I have a DataFrame of books that I removed and reworked some information. However, there are some rows in the column "bookISBN" that have duplicate values, and I want to merge all those rows into one.
I plan to make a new DataFrame where I keep the first values for the url, the ISBN, the title and the genre, but I want to sum the values of the column "genreVotes" in order to create the merge.
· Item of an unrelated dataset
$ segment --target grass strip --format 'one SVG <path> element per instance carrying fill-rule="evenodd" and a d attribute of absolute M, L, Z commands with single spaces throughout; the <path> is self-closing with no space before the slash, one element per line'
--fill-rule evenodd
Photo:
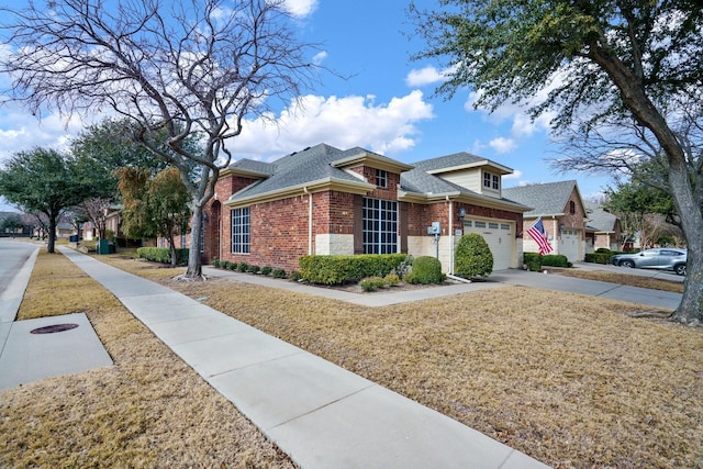
<path fill-rule="evenodd" d="M 371 309 L 224 278 L 177 282 L 183 269 L 103 260 L 553 467 L 703 462 L 703 331 L 627 316 L 649 308 L 511 287 Z"/>
<path fill-rule="evenodd" d="M 0 467 L 294 467 L 110 292 L 42 249 L 18 320 L 74 312 L 114 366 L 0 392 Z"/>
How can I do this?
Original dataframe:
In [23]: network = data[["bookTitle", "bookISBN", "highestVotedGenre", "genreVotes"]]
network.head().to_dict("list")
Out [23]:
{'bookTitle': ['The Hunger Games',
'Twilight',
'The Book Thief',
'Animal Farm',
'The Chronicles of Narnia'],
'bookISBN': ['9780439023481',
'9780316015844',
'9780375831003',
'9780452284241',
'9780066238500'],
'highestVotedGenre': ['Young Adult',
'Young Adult',
'Historical-Historical Fiction',
'Classics',
'Fantasy'],
'genreVotes': [103407, 80856, 59070, 73590, 26376]}
Duplicates:
In [24]: duplicates = network[network.duplicated(subset=["bookISBN"], keep=False)]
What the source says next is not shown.